Mississippi Burning (1988)

<strong class="MovieTitle">Mississippi Burning</strong> (1988)

(On TV, March 2017) Issues-based thrillers aren’t always easy to watch, and there are certainly enough tough moments in Mississippi Burning to uphold this rule of thumb. But it’s also a thriller with a muscular anti-racism message that is also comforting given the atrocities portrayed in the film. The story of two FBI agents investigating the murder of three civil rights activists in rural Mississippi, this is a movie that pulls no punches in portraying the often-unbelievable racism of barely half a century ago. Quite a few buildings burn here, and the constant abuse suffered by the black characters is nothing short of revolting. While the film is certainly problematic in its white-saviour narrative, it’s also curiously frank in the way it embraces this aspect of itself: threatening, torturing and arresting unrepentant KKK members is the next best thing to punching a Nazi in the face in American cinema wish fulfillment, and Mississippi Burning certainly embraces this aggressive approach to the problem. Gene Hackman truly stars as a veteran FBI agent whose folksy bonhomie barely conceals a tough-and-violent approach whenever the chips are down. Contrasting him is Willem Defoe is a curiously straitlaced role as a far more by-the-book supervisor who nonetheless gets to let his wilder instincts run free in the last act of the film.

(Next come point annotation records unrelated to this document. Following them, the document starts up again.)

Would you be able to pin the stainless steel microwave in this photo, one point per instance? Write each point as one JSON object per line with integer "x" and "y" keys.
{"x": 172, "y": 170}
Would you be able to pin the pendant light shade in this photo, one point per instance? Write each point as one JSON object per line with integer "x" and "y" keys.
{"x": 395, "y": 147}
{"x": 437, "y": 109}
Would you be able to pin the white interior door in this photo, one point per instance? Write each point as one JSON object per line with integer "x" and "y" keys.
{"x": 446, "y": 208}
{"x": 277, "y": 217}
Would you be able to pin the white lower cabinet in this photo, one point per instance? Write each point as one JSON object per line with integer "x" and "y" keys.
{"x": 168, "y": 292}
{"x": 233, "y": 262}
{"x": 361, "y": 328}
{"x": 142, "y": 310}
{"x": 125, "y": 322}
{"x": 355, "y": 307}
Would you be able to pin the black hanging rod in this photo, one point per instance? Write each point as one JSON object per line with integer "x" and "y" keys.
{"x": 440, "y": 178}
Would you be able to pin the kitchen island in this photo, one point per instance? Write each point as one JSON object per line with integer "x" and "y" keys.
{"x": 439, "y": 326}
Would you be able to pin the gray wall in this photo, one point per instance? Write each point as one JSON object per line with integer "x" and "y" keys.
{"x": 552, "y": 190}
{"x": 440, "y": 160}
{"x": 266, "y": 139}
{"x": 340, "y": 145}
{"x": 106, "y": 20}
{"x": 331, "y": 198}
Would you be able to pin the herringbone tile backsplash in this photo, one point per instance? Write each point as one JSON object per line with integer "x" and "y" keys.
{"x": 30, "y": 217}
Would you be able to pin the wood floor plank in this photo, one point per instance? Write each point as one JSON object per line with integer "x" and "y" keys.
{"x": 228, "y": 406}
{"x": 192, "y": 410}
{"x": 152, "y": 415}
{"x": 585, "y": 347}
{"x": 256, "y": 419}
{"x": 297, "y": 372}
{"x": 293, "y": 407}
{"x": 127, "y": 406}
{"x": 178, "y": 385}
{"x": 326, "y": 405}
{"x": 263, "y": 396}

Frances McDormand also has a good turn as an acquiescent housewife who nonetheless gets a few shots in. Far more interesting than the “social issues drama” moniker would suggest, Mississippi Burning turns into a vengeful police thriller toward the end, with satisfying justice being delivered in spades. The relationship to the true events that inspired the story is incidental, the black characters definitely taking second place to the white protagonists but, in the end, it makes for curiously compelling cinema. This being said, Mississippi Burning is exactly the kind of film that other effective anti-racism movies such as The Help are meant to complement: it’s part of the story, but not all of it.